Что «присохнет»? И в каком смысле — прямом ли или переносном («влюбится»)? Ответа нет, пространство для додумывания и дочувствования предельно распахнуто.
Иногда, напротив, называется только предмет. «Платан». И весь стих.
Почему «платан»? Скрытая анаграмма «плавания» и «танца» (танцующей в водах Таматори)? Или то, что крона платана напоминает спрута?
Субъект с исчезающими предикатами. Предикаты с неизвестным, размытым, нулевым субъектом.
Как же светло!
Выше, следи за моей рукой,
кто там летит — не пойму.
Здесь и не важно, кто летит. Важна интонация обращения к незримому, тоже не названному, но близкому собеседнику. А возможно — даже не обращение, а сам жест. Жест как движение, снимающее в себе привычное деление на субъект и объект. Неопределенность жеста, неясность того, на что он обращен. Неопределимость того, кому этот жест принадлежит.
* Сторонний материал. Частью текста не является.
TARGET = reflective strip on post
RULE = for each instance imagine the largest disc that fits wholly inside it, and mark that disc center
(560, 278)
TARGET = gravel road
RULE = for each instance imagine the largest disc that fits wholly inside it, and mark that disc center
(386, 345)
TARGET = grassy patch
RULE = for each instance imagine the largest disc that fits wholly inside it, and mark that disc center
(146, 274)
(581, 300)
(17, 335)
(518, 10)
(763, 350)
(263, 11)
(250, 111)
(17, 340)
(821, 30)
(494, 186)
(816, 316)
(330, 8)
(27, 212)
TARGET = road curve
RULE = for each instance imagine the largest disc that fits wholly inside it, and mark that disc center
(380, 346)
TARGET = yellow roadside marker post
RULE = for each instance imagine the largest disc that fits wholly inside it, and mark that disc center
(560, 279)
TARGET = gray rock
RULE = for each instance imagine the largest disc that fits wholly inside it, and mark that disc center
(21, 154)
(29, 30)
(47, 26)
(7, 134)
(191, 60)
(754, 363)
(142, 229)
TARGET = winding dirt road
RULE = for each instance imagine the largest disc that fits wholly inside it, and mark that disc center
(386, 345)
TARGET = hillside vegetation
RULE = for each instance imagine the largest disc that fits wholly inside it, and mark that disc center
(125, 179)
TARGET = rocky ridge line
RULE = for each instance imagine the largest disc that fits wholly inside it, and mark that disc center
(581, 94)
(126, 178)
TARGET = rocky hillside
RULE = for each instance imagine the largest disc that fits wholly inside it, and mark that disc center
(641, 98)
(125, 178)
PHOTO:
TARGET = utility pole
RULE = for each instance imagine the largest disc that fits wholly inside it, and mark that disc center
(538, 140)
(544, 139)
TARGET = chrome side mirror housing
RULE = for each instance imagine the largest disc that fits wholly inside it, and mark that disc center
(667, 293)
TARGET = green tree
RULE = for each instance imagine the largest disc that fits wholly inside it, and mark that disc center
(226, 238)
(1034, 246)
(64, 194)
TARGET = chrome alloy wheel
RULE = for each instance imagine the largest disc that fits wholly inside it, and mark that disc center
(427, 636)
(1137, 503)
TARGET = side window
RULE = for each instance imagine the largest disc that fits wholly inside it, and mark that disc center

Так и написано: «Жест, а не взгляд,
становится формой экспрессии,
и при том фальшивой,
театральной» — о людях
на фотографии — да, пожалуй.
Довоенные, видимо, годы:
за руки взявшись, сидят.
Опять же: кто эти безымянные сидящие люди? Мы не знаем — и не узнаем. Узнать, назвать — значит разорвать незримую пленку поэзии, которую накладывают на всё молчание и неизвестность. Остается лишь указующий жест — тоже не слишком определенный.
Жест в сторону окон.
Как будто лететь выпустили и летит
прямо в стёкла.
Ловлю себя на том, что сложно прервать цитирование — каждое стихотворение влечет за собой другое. Сами части книги напоминают квази-циклы, «прошитые» общей японской темой.
«Кабуки кабуки — звук начала пути», «Кабуки (первое действие)», «Кабуки (второе действие)», «Кабуки (третье действие)», «Последнее действие», «Свёртки», «Понимает японец».
Япония присутствует в книге в виде привычных, хрестоматийных образов — но это не стилизация. Как и в «японских» стихах Ирины Ермаковой, «Япония» оказывается лишь инструментом любовного высказывания. «Япония» как двойное «я», «я» двух любящих, я-понимания (впрочем, это лишь мои словесные игры, спровоцированные чтением). Только высказывание это у Ольшванг — более скрытое и отстраненное. (На это «работает» и билинг-вальность книги: половина ее — английский перевод русской части, выполненный Даной Голиной. Английский тоже оказывается своеобразным «свёртком» для русской любовной лирики — на нем она звучит более «пригашенно», отстраненно.) Япония «Свёртков», ее экзотика и эротика, пребывает как бы внутри, потаенно.
Ее можно лишь частично понять и — увидеть. На это «работает» и дизайн книги — каждая страница представляет собой свиток, «сверток». На внутренней стороне — фрагменты гравюр-укиёэ: женские лица, руки, щупальца осьминога. Можно было бы, конечно, разрезать страницы и разглядеть лучше. Я не стал.
«Эротика, — снова процитирую из вкладыша, — это явление тайного, скрытого… Но предъявленная тайна, вынутая из защитного свертка, лишается глубины. Поэзия, как и эротика, спрятана. Тот, кто хочет ее разыскать, разрушает форму, в которую она облекается, поэтому название и устройство книги-“свёртка” неслучайны».
Эта же мысль — в последнем стихотворении сборника:
Напольная лампа — свёрток света,
стоит только плафон починить.
Карандаш, привыкший стоять
прислоненный в кармане — он, свёрток,
а также вышитое крестом дерево изнутри.
<…>
Чашка — свёрток воды.
Бинокль — свёрток зрения,
Бабочка — распрямленный кокон,
Женщина — свёрток желания,
вот он, раскрыть.
<…>
Но раскрыть можно, только разрушив первоначальную форму, через насилие. Изгнав из стихов неопределенность, разрезав страницы книги-«свёртка» и сложив фрагменты укиёэ в «понятные» картины, как пазлы…
Но тогда это будет уже другая книга. Другого автора. С другой поэтикой.
Я же вновь и вновь вчитываюсь в легкие, подобные иероглифическим росчеркам стихи Ольшванг — на границе поэзии и графики.